ATLANTA (Reuters) - An Arizona-style immigration bill cleared the Georgia legislature late Thursday and needs only the governor’s signature to become law.
The legislation would give police authority to question suspects about their immigration status. It would also require many private employers to check the immigration status of newly hired workers on a federal database called E-Verify.
After extended debate, both the state Senate and House of Representatives passed the legislation in the final hours of their 40-day session.
Georgia Governor Nathan Deal has not said whether he would sign it.
Deal supported E-Verify as a member of the U.S. Congress, said Phil Kent, spokesman for the Virginia-based nonprofit Americans for Immigration Control.
“It would be political suicide for him to go against the wishes of the large majority of the people’s representatives,” Kent said on Friday.
The National Association of Latino Elected Officials’ Educational Fund on Thursday called the legislation “unconstitutional and costly” and predicted that it will produce an expensive legal fight for Georgia, as it has for Arizona.
“Throughout the country, Georgia is known for its deep roots in the civil rights movement,” the organization wrote in a statement. “By legislating discrimination, this bill would undermine Georgia’s history and image.”
On Monday, a U.S. appeals court agreed with an earlier court ruling that blocked parts of Arizona’s controversial immigration law from going into effect.
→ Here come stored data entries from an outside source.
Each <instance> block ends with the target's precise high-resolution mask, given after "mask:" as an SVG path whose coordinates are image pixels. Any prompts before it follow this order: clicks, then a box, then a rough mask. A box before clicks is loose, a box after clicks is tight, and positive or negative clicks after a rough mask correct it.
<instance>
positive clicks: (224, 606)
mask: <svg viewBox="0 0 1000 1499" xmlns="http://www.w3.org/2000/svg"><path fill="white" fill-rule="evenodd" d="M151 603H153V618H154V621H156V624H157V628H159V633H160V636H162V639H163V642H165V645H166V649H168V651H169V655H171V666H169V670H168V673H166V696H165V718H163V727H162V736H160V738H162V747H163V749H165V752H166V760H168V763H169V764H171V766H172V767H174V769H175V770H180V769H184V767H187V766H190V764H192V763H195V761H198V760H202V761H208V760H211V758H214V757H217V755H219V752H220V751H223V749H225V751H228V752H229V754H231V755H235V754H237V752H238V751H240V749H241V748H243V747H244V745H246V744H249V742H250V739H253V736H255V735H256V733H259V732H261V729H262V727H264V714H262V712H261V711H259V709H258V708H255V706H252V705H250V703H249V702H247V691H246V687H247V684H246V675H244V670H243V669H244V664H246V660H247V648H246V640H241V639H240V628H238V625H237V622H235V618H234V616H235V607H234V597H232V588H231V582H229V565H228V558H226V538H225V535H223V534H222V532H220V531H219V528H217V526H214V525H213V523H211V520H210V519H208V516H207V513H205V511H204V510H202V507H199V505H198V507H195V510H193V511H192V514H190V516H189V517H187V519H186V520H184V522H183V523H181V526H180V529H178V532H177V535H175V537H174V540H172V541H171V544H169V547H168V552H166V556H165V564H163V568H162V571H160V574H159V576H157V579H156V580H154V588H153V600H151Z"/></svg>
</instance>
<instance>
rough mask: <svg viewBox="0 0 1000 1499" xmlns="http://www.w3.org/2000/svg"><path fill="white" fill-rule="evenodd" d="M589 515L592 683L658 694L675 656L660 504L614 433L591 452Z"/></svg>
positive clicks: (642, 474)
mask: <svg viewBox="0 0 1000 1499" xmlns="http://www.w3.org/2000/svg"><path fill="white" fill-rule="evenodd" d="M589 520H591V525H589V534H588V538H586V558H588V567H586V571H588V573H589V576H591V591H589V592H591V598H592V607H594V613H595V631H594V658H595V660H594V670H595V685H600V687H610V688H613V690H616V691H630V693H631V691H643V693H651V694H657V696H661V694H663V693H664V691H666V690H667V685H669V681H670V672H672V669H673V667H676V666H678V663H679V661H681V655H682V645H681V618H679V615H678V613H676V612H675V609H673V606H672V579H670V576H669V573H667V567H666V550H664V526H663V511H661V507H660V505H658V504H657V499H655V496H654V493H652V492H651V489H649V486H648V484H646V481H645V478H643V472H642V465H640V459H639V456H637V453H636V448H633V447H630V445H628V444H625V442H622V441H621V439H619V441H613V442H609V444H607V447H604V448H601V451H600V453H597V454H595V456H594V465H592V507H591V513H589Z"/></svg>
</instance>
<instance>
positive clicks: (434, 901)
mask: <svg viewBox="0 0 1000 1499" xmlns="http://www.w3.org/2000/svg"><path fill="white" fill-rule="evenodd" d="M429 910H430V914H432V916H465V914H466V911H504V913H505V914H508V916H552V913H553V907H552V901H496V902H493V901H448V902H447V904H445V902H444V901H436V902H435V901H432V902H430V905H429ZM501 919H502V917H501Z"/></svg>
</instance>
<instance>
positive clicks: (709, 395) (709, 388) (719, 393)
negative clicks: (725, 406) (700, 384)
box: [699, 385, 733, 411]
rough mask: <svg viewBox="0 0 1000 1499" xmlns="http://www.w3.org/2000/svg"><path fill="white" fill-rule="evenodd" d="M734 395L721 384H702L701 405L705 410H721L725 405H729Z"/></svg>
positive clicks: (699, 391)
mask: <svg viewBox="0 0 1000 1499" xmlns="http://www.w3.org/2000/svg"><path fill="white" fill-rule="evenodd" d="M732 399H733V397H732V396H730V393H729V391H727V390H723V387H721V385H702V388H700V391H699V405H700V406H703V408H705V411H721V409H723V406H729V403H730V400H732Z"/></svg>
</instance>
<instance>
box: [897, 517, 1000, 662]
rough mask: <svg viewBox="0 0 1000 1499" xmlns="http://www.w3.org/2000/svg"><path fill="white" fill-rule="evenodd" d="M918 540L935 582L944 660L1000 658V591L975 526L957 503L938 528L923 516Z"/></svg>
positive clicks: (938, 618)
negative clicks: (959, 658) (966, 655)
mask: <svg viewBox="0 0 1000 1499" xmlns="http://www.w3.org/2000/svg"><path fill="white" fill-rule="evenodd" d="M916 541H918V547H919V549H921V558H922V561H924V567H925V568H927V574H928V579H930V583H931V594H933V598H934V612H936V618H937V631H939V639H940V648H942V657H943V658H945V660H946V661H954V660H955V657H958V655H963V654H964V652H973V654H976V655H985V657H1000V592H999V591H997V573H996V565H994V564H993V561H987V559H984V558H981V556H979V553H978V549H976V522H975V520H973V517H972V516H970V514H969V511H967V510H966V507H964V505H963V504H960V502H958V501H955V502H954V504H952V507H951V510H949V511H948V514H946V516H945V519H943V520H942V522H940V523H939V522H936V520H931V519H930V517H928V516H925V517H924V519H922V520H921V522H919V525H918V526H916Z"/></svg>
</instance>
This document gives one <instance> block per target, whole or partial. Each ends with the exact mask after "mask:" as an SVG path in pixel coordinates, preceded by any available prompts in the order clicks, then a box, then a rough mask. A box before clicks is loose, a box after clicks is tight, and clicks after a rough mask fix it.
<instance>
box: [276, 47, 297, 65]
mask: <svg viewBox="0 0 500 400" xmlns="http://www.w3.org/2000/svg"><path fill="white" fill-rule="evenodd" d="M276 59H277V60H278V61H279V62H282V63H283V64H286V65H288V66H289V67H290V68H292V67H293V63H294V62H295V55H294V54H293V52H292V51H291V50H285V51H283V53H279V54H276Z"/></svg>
That included the provision that would require police to determine the immigration status of a person they have detained and suspect is in the country illegally.
Arizona-inspired immigration measures also are proceeding through legislatures in Alabama, Indiana, Oklahoma and South Carolina. Utah has passed and the governor signed an Arizona-inspired measure which also included provisions such as a guest worker program.